Diese Woche gab es viele kleine Infohäppchen für die Unterstützer von Star Citizen. Und auch im Rechtsstreit zwischen Cloud Imperium Games und Crytek gab es eine neue Entwicklung.

Star Citizen bringt regelmäßig jede Menge Info-Shows unter die Leute: Around the Verse, Calling all Devs, Bugsmashers, Reverse the Verse und diverse andere regelmäßige Formate überschütten die Unterstützer mit detaillierten Einblicken in die Entwicklungsarbeit. Das ist ein Vorgang, der in der Branche seinesgleichen sucht.

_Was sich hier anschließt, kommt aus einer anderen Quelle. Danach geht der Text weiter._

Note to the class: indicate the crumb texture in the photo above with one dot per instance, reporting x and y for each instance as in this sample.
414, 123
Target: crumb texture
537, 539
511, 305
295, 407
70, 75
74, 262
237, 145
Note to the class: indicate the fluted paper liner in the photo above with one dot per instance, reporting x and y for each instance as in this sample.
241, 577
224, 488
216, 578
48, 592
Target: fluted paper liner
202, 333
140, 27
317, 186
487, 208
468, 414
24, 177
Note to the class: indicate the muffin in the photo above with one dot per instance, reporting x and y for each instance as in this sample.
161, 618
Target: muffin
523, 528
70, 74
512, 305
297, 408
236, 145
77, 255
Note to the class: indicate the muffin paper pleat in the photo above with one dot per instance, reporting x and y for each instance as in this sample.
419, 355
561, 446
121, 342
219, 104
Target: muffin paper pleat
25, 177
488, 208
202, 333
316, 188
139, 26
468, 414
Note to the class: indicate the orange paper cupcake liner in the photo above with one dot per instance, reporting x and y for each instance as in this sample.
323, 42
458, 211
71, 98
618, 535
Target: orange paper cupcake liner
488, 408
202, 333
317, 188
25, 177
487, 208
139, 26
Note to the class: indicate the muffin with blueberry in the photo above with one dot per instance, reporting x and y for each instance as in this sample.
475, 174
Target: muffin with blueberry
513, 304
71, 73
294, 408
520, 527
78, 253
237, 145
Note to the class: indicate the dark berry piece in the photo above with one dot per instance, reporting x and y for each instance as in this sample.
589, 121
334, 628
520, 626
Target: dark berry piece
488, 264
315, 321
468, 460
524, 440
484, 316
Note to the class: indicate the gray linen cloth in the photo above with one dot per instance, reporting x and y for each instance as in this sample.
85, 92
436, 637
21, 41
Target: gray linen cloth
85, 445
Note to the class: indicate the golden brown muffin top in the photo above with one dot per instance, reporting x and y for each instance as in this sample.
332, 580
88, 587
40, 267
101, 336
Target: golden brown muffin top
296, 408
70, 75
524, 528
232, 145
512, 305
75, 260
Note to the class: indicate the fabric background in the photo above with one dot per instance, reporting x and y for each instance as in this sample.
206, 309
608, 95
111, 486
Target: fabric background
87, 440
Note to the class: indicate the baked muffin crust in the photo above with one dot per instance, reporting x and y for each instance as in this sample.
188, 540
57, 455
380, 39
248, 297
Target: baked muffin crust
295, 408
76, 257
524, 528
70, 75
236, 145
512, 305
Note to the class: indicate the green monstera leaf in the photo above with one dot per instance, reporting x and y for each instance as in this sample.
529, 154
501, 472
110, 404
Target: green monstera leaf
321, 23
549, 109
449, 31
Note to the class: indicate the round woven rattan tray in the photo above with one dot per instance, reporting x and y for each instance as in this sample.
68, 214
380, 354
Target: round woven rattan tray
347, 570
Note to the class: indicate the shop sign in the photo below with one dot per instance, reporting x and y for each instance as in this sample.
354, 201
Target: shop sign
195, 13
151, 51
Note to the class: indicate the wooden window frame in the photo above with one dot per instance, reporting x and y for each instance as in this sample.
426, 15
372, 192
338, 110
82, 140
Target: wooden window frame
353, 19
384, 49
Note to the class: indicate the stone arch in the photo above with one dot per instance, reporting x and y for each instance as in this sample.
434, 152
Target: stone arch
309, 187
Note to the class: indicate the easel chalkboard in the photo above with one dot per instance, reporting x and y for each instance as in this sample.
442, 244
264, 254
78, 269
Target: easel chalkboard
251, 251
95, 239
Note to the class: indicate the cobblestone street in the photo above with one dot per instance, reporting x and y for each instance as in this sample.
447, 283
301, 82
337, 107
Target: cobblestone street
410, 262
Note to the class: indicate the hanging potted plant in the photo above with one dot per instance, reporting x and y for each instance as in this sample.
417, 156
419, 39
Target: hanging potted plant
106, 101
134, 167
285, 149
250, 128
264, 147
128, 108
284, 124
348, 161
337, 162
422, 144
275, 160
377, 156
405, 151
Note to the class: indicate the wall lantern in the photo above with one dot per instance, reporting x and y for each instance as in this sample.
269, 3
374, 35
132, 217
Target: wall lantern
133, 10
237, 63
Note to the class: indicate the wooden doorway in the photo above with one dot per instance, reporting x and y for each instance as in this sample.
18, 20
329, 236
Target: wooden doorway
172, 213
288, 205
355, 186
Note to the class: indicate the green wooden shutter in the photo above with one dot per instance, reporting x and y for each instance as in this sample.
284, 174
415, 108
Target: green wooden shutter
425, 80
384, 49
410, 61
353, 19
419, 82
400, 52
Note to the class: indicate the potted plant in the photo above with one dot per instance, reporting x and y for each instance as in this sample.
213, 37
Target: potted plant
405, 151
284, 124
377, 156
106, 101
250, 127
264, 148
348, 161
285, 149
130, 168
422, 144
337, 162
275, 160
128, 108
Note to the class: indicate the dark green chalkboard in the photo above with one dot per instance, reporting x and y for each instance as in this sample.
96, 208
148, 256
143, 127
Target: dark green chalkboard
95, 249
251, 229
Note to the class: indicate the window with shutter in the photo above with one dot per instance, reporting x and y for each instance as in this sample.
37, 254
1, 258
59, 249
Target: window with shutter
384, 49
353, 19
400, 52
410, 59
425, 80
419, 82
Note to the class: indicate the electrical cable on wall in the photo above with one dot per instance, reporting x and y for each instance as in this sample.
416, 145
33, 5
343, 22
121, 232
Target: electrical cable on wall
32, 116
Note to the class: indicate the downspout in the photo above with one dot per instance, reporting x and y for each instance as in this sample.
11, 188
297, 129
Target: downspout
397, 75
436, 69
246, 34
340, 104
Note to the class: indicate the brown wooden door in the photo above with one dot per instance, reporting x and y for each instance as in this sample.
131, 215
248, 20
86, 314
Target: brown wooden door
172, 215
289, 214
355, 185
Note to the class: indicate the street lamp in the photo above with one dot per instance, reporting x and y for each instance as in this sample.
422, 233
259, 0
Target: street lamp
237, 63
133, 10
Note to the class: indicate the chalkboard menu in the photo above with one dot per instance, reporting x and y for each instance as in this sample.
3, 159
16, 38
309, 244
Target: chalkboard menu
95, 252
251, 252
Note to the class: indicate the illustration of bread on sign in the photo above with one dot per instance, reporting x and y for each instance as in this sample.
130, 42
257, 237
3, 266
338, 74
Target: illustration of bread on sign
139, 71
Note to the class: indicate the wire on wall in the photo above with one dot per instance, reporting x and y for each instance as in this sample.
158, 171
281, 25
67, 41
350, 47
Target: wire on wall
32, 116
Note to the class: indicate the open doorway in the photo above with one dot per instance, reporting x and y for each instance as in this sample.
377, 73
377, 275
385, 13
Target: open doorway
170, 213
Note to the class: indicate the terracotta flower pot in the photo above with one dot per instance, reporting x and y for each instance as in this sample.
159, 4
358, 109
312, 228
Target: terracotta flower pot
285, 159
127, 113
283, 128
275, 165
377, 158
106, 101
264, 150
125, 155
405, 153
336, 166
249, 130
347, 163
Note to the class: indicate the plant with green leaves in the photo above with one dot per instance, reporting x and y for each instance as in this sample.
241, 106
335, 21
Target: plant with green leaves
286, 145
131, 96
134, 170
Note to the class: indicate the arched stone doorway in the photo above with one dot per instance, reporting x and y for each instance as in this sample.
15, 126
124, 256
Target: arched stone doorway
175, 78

Allerdings führt das auch immer mal wieder zu kürzeren oder oberflächlicheren Shows, wie dem aktuellen Around the Verse-Video, dass sich auf das Studioupdate aus Los Angeles konzentriert. Darin bekommen wir zwar wieder einen Haufen Infos darüber, was die Entwickler bei Cloud Imperium Games (CIG) gerade anstellen, aber es ist diesmal ziemlich knapp gehalten. Immerhin: Der Monatsreport auf der offiziellen Seite bietet eine Fülle von Lesestoff über die Fortschritte im Februar.

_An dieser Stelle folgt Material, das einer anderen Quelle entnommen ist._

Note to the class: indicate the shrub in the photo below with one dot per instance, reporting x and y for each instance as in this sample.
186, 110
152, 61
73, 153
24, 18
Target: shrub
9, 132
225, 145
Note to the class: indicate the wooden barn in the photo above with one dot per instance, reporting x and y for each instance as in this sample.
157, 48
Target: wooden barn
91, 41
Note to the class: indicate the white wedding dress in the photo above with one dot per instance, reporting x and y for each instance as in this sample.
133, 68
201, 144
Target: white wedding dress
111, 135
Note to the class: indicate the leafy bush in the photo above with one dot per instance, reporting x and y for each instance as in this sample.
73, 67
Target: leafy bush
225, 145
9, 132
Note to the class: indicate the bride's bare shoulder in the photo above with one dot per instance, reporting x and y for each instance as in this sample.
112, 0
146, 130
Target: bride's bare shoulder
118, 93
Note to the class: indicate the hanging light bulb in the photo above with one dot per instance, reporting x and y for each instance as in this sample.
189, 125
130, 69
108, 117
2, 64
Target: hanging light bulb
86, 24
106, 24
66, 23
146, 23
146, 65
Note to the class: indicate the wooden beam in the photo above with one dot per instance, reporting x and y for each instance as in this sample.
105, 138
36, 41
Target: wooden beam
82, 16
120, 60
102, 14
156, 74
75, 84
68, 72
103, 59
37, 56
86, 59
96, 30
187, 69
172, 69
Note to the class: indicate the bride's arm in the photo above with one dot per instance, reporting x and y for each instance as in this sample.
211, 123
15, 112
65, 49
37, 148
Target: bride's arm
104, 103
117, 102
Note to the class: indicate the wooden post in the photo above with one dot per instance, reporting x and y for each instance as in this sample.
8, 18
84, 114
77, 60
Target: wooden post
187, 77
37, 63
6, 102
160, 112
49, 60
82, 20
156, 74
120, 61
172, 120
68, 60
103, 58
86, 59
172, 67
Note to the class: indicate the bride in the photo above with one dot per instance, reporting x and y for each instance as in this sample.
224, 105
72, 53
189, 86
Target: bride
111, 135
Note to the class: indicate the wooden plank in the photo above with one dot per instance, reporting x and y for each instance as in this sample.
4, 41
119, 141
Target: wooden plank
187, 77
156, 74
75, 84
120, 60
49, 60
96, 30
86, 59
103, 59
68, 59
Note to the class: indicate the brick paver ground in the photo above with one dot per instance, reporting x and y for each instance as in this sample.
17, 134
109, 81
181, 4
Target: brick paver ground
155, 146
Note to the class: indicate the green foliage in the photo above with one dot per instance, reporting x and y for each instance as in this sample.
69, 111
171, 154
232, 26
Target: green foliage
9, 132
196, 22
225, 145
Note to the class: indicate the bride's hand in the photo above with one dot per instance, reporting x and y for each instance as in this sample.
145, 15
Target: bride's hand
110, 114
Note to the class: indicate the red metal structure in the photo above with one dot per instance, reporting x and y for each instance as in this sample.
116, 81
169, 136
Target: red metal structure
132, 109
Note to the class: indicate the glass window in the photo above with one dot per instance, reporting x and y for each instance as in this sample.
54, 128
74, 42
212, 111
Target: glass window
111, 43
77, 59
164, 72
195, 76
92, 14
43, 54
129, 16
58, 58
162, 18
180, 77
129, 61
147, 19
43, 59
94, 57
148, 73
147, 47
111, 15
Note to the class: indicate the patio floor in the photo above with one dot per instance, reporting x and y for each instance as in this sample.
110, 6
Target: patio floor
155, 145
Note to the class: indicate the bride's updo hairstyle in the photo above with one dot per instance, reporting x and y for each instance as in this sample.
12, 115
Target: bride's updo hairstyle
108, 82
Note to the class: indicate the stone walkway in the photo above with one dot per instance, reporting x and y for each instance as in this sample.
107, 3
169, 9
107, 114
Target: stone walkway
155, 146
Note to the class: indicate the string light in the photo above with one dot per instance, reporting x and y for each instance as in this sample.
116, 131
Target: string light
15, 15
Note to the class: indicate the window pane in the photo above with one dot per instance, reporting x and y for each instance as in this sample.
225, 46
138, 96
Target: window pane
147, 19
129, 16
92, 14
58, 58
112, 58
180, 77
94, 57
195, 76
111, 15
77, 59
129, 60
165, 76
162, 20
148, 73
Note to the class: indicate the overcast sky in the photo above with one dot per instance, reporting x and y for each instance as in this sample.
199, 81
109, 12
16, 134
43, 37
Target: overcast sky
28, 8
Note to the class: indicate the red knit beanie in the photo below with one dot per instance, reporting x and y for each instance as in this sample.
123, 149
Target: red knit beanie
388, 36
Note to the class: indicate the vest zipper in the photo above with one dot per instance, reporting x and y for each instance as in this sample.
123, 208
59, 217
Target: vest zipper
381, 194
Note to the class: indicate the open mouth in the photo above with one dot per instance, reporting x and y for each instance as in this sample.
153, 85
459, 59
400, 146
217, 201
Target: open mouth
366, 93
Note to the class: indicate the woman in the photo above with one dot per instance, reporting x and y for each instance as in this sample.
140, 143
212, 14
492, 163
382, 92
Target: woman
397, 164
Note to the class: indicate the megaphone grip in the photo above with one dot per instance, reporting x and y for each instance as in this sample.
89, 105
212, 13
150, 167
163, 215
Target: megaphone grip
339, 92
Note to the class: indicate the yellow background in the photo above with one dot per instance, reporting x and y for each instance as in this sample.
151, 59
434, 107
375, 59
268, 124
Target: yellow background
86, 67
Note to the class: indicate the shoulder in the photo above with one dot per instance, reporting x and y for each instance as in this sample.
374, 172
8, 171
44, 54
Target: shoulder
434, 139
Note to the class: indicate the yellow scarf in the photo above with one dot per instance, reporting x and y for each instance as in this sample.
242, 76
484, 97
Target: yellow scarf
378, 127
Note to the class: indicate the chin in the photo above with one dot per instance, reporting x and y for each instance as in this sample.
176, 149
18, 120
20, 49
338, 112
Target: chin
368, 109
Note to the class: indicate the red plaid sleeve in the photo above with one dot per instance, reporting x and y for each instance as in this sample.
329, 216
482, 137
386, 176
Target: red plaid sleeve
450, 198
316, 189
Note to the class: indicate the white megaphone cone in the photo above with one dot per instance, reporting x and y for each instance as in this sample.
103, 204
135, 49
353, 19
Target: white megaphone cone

Schiffe, Performance und Planeten

An der Schiffsfront vermelden die Entwickler, dass das Bodenfahrzeug Tumbril Cyclone in der finalen Phase angekommen und in Kürze spieltauglich ist. Der Buggy soll mit Update 3.1 Ende März erscheinen und wir sollen damit über die Mondoberflächen heizen können. Auch das Erkundungsschiff Terrapin ist geplant, hier wird derzeit an weiteren Animationen gearbeitet.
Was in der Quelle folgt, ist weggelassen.